Le chantier qui s’ouvre maintenant est "considérable" estime Pierre de Charentenay, puisqu’il y a "des milliers de victimes". Et pour que ce travail réussisse, il faudra d’abord communiquer très clairement. "Quand on est journaliste sur ce sujet on reçoit beaucoup de courriers de gens qui ne savent pas à qui s’adresser, explique Isabelle de Gaulmyn, il faut que le message soit simple, que l’accueil soit immédiat."
Les membres de la Ciase avaient déploré un manque de communication à son lancement et un manque de relais dans les paroisses de l’appel à témoignages lancé par la commission. Depuis la publication du rapport certaines personnes se sont exprimées et ont affirmé ne pas avoir eu connaissance de cet appel. Si bien que les commissions lancées par la CEF et la Corref doivent s’attendre à recevoir une "nouvelle catégorie de personnes", comme les décrit Stéphane Joulain, des victimes qui n’ont encore jamais témoigné.
Lors de la remise du rapport Sauvé, le 5 octobre, on a parlé d’un jour historique pour l’Église et pour les victimes. Beaucoup d’entre elles en effet, se sont senties apaisées et enfin reconnues, note Stéphane Joulain. Même si certaines se sentent encore sur la réserve. Pour Isabelle de Gaulmyn, il va falloir que les victimes "ne restent pas victimes, qu’elles soient partie prenante du processus en cours de réforme de l’Église". Être acteur, pouvoir participer à la vie de l’Église c’est aussi "une manière de retrouver toute sa place au sein de l’Église, de ne pas être limité à expérience de victime", estime Jean-Luc Souveton.

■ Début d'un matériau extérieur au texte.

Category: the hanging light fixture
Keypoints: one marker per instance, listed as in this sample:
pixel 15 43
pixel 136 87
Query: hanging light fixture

"Accompagner, c’est aider sur un chemin", rappelle Pierre de Charentenay. Il y a "beaucoup de pédagogie à faire pour franchir toutes les étapes", de la reconnaissance à la demande de réparation... Il va falloir notamment aider les personnes à considérer ce qui, dans leur vie - santé, carrière, etc. - a pu être empêché à cause des abus subis. Et "laisser la victime naître à elle-même". Avoir été abusé c’est subir par la suite "un empêchement d’être", comme dit Antoine Garapon, le président de la CIRR. Il faut "beaucoup de délicatesse" pour accompagner une victime sur le long terme, prévient Pierre de Charentenay. Et suffisamment de moyens… Il y a là "un défi tout à fait considérable".